Moberly housing inspector describes inspection process

Fulton City Councilman Jeff Stone, center and gray shirt, speaks with a participant at Tuesday evening's town hall discussion about proposed rental property inspections.
Fulton City Councilman Jeff Stone, center and gray shirt, speaks with a participant at Tuesday evening's town hall discussion about proposed rental property inspections.

MOBERLY - The city of Moberly has required home safety inspections - for both owner-occupied and rental residences - since 1998. Now they are just a fact of life, Fire Inspector Seth Truesdall said Wednesday.

"When it first started, there were a lot of (landlord) complaints," he said. "It went to court and it was fought, but the city won every court case on it."

City workers used to perform the inspections, but in 2007, the Moberly Fire Department took them over.

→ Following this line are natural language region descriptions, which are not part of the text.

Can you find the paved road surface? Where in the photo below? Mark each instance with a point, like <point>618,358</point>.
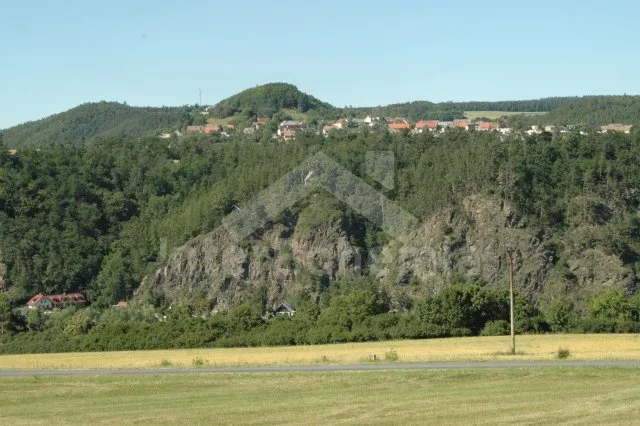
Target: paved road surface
<point>323,368</point>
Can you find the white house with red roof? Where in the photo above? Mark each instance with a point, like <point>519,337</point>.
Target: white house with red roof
<point>50,301</point>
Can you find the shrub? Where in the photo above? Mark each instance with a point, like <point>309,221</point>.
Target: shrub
<point>391,356</point>
<point>495,328</point>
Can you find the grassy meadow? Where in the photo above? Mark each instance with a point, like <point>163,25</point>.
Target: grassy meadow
<point>528,347</point>
<point>492,396</point>
<point>494,115</point>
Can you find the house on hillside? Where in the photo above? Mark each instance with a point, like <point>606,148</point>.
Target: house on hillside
<point>487,126</point>
<point>398,127</point>
<point>194,129</point>
<point>48,302</point>
<point>461,123</point>
<point>340,124</point>
<point>357,122</point>
<point>287,129</point>
<point>284,310</point>
<point>371,119</point>
<point>40,301</point>
<point>616,127</point>
<point>426,125</point>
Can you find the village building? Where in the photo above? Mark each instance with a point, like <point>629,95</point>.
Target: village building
<point>287,129</point>
<point>487,126</point>
<point>616,127</point>
<point>50,301</point>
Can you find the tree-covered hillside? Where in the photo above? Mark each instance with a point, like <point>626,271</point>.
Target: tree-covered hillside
<point>267,100</point>
<point>91,121</point>
<point>105,217</point>
<point>591,111</point>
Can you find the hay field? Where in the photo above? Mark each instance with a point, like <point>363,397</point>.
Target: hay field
<point>529,347</point>
<point>484,397</point>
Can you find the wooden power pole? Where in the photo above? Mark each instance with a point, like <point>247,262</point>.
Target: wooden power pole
<point>511,252</point>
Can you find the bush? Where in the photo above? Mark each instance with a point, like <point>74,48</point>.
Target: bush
<point>495,328</point>
<point>198,362</point>
<point>391,356</point>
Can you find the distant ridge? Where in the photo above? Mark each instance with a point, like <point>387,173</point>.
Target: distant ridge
<point>267,100</point>
<point>90,121</point>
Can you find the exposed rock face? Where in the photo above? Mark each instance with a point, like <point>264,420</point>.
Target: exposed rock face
<point>469,242</point>
<point>215,265</point>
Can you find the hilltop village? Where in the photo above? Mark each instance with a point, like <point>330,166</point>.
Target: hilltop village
<point>288,129</point>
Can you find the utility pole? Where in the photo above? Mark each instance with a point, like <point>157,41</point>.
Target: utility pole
<point>511,252</point>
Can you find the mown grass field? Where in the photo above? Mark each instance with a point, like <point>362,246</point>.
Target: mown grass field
<point>494,115</point>
<point>491,396</point>
<point>529,347</point>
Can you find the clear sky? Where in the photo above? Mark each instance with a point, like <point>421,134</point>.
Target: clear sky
<point>58,54</point>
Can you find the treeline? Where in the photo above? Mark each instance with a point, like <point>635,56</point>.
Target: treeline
<point>356,314</point>
<point>532,105</point>
<point>99,217</point>
<point>593,111</point>
<point>96,218</point>
<point>92,121</point>
<point>266,100</point>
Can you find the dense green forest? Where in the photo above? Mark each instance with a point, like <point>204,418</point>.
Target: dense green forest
<point>99,217</point>
<point>92,121</point>
<point>267,100</point>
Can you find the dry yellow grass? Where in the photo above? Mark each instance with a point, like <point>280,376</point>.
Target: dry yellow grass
<point>533,347</point>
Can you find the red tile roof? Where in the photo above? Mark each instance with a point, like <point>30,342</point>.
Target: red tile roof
<point>399,126</point>
<point>487,125</point>
<point>430,124</point>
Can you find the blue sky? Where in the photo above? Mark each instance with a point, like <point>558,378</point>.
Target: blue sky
<point>59,54</point>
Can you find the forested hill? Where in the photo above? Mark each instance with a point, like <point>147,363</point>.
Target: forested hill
<point>95,120</point>
<point>267,100</point>
<point>420,110</point>
<point>595,111</point>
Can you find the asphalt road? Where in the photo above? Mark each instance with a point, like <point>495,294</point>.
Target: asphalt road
<point>323,368</point>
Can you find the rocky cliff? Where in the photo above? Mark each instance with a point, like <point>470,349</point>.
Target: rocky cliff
<point>469,242</point>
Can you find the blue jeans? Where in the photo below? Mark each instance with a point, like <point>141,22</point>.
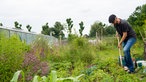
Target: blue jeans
<point>127,56</point>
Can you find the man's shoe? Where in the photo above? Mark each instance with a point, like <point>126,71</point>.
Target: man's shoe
<point>130,72</point>
<point>125,68</point>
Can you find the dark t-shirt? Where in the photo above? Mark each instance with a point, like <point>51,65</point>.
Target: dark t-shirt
<point>125,27</point>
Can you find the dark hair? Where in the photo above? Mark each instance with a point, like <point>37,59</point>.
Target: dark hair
<point>112,18</point>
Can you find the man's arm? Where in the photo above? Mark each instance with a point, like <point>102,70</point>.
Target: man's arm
<point>122,39</point>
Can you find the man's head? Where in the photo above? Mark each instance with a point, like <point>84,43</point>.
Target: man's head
<point>113,19</point>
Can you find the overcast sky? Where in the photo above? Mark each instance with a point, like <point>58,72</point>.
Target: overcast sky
<point>37,12</point>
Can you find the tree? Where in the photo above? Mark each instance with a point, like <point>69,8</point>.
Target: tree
<point>81,27</point>
<point>58,29</point>
<point>96,27</point>
<point>17,25</point>
<point>1,24</point>
<point>28,28</point>
<point>137,19</point>
<point>69,25</point>
<point>45,29</point>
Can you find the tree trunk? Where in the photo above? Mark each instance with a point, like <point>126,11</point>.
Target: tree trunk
<point>144,50</point>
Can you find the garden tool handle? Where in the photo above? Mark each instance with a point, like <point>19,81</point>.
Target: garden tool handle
<point>120,53</point>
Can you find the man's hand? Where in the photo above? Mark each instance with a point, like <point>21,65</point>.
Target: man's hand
<point>120,45</point>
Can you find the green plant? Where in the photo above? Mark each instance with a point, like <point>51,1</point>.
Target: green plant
<point>52,78</point>
<point>12,52</point>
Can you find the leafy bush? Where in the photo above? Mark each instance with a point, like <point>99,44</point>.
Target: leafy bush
<point>35,61</point>
<point>12,52</point>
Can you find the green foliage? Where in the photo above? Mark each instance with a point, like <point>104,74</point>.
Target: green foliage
<point>11,55</point>
<point>109,30</point>
<point>17,25</point>
<point>96,27</point>
<point>51,78</point>
<point>16,76</point>
<point>45,29</point>
<point>55,31</point>
<point>29,28</point>
<point>1,24</point>
<point>81,28</point>
<point>137,20</point>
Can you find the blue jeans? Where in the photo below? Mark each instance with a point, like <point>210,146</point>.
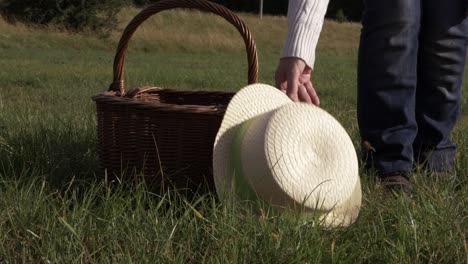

Truesdall, who started as inspector in early 2017, assumed his job from an inspector who helped get the program started.

Here's how Moberly, a city of just less than 14,000 residents, handles inspections.

"We do an inspection annually - well, it's kind of complicated," Truesdall said. "An inspection is good for a year, or as long as the person stays in that house."

Inspections cost $45. The time to do an inspection depends on the age and condition of the residence, but Truesdall said a thorough inspection generally takes 30 minutes to an hour.

"The biggest problem we have is smoke detector batteries," he said. "The batteries will be dead or they won't even have batteries in them."

He said he advises landlords or homeowners to bring extra batteries to the inspection.

"I also see a lot of furnace problems," Truesdall added. "We inspect furnaces and water heaters and make sure they were installed properly."

Windows used to be a problem, but with 20 years of home inspections now having been performed, many problems such as properly sized windows have been fixed. To qualify as an "egress" window, he said, it has to have a 5.7-square-foot opening.

"Houses built after 1980, you don't have to worry about that," he said, adding that's because of updated building codes.

While insurance companies inspect residences annually, those inspectors are looking for different things than inspectors looking for safety issues, he added.

"Insurance inspections are not the same," Truesdall said. "They look at different things: the gutters, the age of the roof. They aren't as safety oriented."

He said his list comes from a 2012 Property Maintenance Code, a model code regulating the minimum maintenance requirements for existing buildings.

"For the most part, that's the focus - making sure the place where people are living is safe," Truesdall added.

He said homeowners including landlords are more accepting of home inspections.

"They've calmed down quite a bit," he said. "It's difficult when you get into people's pocketbooks, but it just fixes the problem of slums and substandard housing in town."

Making certain housing is safe has nothing to do with the size of the community, he confirmed.

"Last year, I entered 724 inspections into my computer, but I failed 163," Truesdall said. "Twenty two and a half percent failed on the first (inspection). That's really not bad. A lot were batteries in smoke detectors and carbon monoxide detectors in homes with attached garages or gas burning appliances."

Does Truesdall feel these home inspections have saved lives?

"Absolutely. Absolutely," he said. "By listening to the older firefighters here, those who have been here for years, they swear the number of fires has been reduced."